重複してしまうかもしれないけど、『別途報告が入るかもだけど〜』みたいな感じで冒険者ギルドに連絡はしておこうか。報連相は大事よ。
◇◆◇
入国審査的なものは無く、カードがない場合は大銅貨3枚(銅貨が100円なら3000円ぐらい?)と言われて、素直に支払う。
水晶玉審査なんてのは無かったから、カードを作る時や教会での定期判定ぐらいしか鑑定はされないのかもしれない。

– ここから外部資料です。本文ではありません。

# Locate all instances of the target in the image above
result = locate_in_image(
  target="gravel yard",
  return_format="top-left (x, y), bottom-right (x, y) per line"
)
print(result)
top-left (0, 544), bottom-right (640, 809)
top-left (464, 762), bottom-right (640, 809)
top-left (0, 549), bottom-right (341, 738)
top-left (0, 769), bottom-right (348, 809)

あとは、子供だから不審がられることもなかった可能性は高そうだけど。
ちなみに、ここはヨンキーファという街で、キファイブン子爵領だそうだ。
石造りに漆喰が塗られた感じの建物が多く、挿絵やアニメで見たナーロッパといった雰囲気だ。実際にヨーロッパなんて行ったことはないけど。
動画サイトにあった、旅番組で見たイメージぐらいだな。石造りの田舎町で、たしかイタリアからスペインに向かう道中だった。地中海風の街並みってのがこんな感じなのかな。
ここがメインストリートなんだろう、馬車や人が行き交い、旅行く人向けに薬や道具を売る声。リアカーみたいなのに傘をかけて食い物を売る屋台のようなものまである。
あ。そういや、サミュエル氏のことを聞くの忘れてた。門兵の人に聞けばよかった。
けど、既に出た門を逆走するのも怪しまれかねないし、下手すりゃ列に並び直しなんてことになっても面倒だ。やめておこう。
あー、それじゃ先に冒険者ギルドか商業ギルドでカードを作るか。そしてついでにサミュエル氏について聞いてみるのが良さそうだ。
やっぱりサミュエル氏は運び屋のクライアントだったようだから、商人ギルドかな。
ちょうどラビット氏という『運び屋』の先人がいたわけだし、行商でも登録して【空間収納】スキルで荷運びすれば食い扶持にはなるだろう。